Think such rules sound excessive? People here don’t. In Japan, even the gun enthusiasts are in favor of such restrictions.

“I’m against the idea that everybody can have a gun, and I completely agree with strict gun controls,” Yanagida said.

There is a National Rifle Association in Japan, but its job is to promote sports and register guns as competition-ready, not to advocate on behalf of gun owners.

Some competitive shooters do, however, wish there wasn’t quite so much red tape.

“I wish they could loosen the restrictions a bit,” said Tsunehiro Nakamura, who on a recent day was coaching 10-year-old daughter Sora on shooting a rifle that fires a strobe-light beam rather than bullets.

He showed all of the papers he needs to shoot and own his guns and described how he needed to get a new certification for his air rifle just because he extended the butt slightly.

That the United States has experienced so many mass shootings but no regulations have been changed is particularly puzzling to these Japanese gun owners.

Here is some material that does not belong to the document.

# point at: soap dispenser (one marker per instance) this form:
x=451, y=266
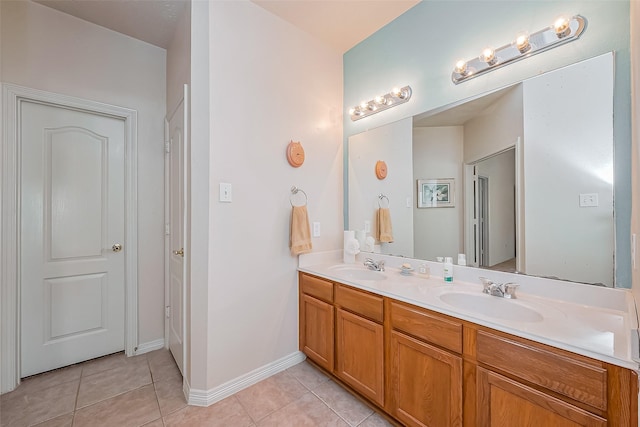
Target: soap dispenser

“It’s absolutely unacceptable,” Yanagida said of Congress’s inaction after 26 people, most of them children, were shot at Sandy Hook Elementary School in Newtown, Conn., in 2012. “The politicians are to blame, and the general public as well.”

Experts here see a strong link between Japan’s strict gun controls and the lack of gun crime.

In 2013, the latest year for which National Police Agency statistics are available, 12 people were killed by guns, although 10 of the shootings were tied to crime syndicates. That was a big jump over the previous year, when there were only three gun deaths and all had ties to the yakuza, the Japanese mafia.

“We have strict regulations,” said Nobuo Komiya, a professor of criminology at Rissho University in Tokyo. “Even for using guns for sports or wildlife control, the rules get tighter whenever there are incidents and accidents.”

There are a number of factors at play.

For one, gun ownership is rare in Japan, in no small part due to the enormous amount of red tape involved but also because guns are much more expensive here than in the United States.

There were 236,979 guns registered with authorities in 2013, in a country of 127 million people. Compare that with almost one privately owned gun for each of the more than 300 million people in the United States.

Plus, Japan does not have the same kind of pioneering history or frontier mentality that is so closely associated with gun ownership in the United States. Here, guns have been regulated since the mid-1800s.

“Japanese people naturally don’t like to fight. Japan was defeated and nuclear bombs were dropped during World War II, so people are sick of violent solutions,” Komiya said. “Also, because Japan is a homogeneous country, people tend to trust others.”

Sakurai, who owns eight guns for different shooting sports, said people have guns for entirely different reasons in Japan and the United States.

“You should have a reason for having a gun, and if you don’t have a reason, you shouldn’t be allowed to have a gun,” he said while he prepared his rifle for his next round of practice.

Indeed, farther along the range, Yanagida seemed a bit puzzled when asked about using his guns in self-defense: “I never thought about using my guns to protect myself.”

Yuki Oda contributed to this report.